Somewhere west of Gulu, Uganda is a spot on the map called Wipolo. If I have the spot right, it was once called Palamuku, but the name was changed sometime around 1918 to Wi Polo, which translates to in Heaven. The name came from the prayer which the two beati were teaching to their catechumens when they were grabbed by local leaders.
Daudi and Jildo, who were no more than eighteen and fourteen years old respectively, had been sent by the bishop to Palamuku to preach the Gospel. They had also been forbidden by elders from preaching the Gospel.

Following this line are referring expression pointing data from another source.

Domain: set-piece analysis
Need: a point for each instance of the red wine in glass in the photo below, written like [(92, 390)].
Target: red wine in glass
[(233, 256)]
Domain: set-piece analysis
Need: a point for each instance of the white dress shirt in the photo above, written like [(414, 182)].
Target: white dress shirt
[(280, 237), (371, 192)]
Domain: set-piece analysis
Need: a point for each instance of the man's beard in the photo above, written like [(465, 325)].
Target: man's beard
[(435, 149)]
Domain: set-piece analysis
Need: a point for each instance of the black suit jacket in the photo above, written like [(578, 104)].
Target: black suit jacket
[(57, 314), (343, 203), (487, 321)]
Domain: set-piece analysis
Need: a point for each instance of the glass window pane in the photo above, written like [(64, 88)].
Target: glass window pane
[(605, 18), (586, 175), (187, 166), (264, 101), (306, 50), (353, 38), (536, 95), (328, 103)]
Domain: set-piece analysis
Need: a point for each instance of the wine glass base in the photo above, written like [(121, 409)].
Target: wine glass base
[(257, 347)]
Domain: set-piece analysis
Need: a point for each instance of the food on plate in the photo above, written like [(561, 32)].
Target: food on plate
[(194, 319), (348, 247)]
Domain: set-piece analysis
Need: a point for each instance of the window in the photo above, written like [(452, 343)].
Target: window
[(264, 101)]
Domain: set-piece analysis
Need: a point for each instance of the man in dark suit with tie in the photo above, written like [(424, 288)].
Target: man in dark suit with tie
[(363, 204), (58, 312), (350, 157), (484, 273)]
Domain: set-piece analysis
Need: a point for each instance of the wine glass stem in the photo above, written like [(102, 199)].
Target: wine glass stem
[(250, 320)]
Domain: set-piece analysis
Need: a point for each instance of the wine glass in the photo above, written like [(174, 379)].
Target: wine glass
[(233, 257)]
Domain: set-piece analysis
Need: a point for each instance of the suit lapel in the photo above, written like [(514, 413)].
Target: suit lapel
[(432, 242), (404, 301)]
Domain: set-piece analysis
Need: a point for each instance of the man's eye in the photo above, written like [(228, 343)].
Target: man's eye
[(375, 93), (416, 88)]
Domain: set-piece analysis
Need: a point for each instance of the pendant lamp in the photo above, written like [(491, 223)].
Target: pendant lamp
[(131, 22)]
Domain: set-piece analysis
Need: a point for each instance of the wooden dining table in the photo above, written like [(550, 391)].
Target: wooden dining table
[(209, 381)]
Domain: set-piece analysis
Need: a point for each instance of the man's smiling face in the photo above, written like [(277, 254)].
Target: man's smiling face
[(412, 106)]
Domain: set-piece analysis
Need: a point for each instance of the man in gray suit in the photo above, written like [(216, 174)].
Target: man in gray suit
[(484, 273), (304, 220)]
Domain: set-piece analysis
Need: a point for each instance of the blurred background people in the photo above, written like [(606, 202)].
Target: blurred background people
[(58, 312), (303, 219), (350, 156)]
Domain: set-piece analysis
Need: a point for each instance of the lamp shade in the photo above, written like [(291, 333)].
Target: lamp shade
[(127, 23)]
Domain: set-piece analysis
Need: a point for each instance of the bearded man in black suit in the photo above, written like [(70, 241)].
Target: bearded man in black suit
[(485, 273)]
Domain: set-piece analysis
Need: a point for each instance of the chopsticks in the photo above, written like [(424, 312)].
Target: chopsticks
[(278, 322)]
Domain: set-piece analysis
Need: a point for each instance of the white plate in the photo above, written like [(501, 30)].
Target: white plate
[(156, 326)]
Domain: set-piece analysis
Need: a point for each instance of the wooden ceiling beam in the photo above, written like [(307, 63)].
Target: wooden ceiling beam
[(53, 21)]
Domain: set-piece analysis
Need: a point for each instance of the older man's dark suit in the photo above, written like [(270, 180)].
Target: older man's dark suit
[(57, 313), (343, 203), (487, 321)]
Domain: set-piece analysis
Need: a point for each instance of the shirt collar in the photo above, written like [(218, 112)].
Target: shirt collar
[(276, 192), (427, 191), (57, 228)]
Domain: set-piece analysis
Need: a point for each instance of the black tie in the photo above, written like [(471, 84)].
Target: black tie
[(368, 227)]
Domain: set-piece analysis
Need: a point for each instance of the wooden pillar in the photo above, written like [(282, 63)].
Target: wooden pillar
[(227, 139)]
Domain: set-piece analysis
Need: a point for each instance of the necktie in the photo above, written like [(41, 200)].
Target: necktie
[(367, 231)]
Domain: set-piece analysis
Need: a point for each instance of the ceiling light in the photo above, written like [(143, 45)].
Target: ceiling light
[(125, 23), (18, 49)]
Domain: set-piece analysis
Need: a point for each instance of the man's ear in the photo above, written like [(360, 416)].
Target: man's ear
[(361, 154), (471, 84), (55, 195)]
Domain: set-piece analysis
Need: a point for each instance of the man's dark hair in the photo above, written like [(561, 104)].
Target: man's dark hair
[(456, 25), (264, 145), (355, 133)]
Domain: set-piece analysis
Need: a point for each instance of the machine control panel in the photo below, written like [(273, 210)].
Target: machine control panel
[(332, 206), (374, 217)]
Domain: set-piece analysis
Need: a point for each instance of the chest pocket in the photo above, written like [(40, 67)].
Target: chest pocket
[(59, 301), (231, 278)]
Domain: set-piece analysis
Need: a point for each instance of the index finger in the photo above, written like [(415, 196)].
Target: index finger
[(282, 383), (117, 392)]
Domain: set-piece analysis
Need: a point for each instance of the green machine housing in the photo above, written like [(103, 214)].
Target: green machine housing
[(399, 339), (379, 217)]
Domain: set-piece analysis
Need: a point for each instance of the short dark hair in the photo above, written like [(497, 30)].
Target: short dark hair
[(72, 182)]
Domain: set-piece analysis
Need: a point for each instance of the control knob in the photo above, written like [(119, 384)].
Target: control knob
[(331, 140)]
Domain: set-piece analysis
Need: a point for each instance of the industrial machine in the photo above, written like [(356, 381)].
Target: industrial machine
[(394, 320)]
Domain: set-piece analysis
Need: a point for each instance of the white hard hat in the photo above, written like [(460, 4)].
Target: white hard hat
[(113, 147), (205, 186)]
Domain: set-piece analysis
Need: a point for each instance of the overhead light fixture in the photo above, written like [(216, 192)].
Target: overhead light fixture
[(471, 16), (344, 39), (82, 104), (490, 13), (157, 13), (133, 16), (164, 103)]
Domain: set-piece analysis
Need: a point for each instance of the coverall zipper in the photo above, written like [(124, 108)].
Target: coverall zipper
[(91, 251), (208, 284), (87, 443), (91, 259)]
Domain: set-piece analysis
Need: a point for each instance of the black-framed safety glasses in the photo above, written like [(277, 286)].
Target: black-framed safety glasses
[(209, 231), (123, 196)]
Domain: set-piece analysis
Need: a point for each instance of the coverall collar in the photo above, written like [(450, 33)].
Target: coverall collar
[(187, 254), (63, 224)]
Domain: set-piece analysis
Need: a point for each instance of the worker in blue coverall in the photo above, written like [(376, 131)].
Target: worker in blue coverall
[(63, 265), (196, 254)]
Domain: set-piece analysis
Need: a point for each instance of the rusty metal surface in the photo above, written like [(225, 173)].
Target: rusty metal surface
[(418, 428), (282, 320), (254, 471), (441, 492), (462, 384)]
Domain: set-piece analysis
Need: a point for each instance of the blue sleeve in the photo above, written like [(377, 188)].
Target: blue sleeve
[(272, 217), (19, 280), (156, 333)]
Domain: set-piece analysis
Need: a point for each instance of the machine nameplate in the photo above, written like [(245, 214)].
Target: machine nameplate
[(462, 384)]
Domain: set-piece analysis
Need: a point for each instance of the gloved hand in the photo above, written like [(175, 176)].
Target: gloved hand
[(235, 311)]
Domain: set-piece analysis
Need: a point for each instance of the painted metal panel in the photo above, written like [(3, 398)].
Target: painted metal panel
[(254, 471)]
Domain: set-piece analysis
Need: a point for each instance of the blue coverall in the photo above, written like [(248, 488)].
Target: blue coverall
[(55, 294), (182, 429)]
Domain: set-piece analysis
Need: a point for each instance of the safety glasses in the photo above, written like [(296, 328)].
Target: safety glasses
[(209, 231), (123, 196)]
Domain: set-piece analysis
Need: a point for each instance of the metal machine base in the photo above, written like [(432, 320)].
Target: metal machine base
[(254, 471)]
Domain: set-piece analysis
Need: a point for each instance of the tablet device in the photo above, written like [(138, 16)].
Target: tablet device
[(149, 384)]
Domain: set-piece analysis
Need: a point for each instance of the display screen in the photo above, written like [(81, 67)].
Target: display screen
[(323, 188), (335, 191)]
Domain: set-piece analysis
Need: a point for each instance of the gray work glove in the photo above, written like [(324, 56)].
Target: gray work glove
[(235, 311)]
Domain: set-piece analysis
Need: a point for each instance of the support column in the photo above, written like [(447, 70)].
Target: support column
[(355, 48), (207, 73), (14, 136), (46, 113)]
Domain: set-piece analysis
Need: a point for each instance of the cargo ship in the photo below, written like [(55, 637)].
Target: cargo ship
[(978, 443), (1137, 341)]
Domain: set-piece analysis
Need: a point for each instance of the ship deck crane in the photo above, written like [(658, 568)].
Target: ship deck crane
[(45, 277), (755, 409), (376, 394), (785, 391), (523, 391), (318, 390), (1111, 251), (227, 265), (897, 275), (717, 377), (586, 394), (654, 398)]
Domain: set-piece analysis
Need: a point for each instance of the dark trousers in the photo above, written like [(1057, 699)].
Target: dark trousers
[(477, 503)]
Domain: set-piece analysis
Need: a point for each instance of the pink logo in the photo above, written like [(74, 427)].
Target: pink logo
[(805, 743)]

The point (of a spear) was driven home to each of the two boys on October 18, 1918. Although Pope John Paul II recognized their holy sacrifice with beatification on October 20, 2002, I am not convinced that it is right and proper to send children to preach when lives are on the line.
The contemporary, secular parallel could be Malala Yousefzai, the fourteen-year old Pakistani girl shot by the Taliban for attending school. She had been an outspoken advocate of girls' education for a couple of years. She had spread her message on youtube in spite of being threatened and denounced by Islamists in her area. Her dad supported her continued attendance. While I do not find this a perfect parallel, I do accept that each child fully believed that self-interest and self-improvement was at the heart of their actions. The boys believed that pleasing God by spreading his good news of would ensure eternal salvation. The girl believed that education was essential to economic and intellectual independence. Adults encouraged all three children; other adults brutalized all three children.
Enough with the kids. It is bad enough that we are killing each other, but let's not target the little ones anymore, okay?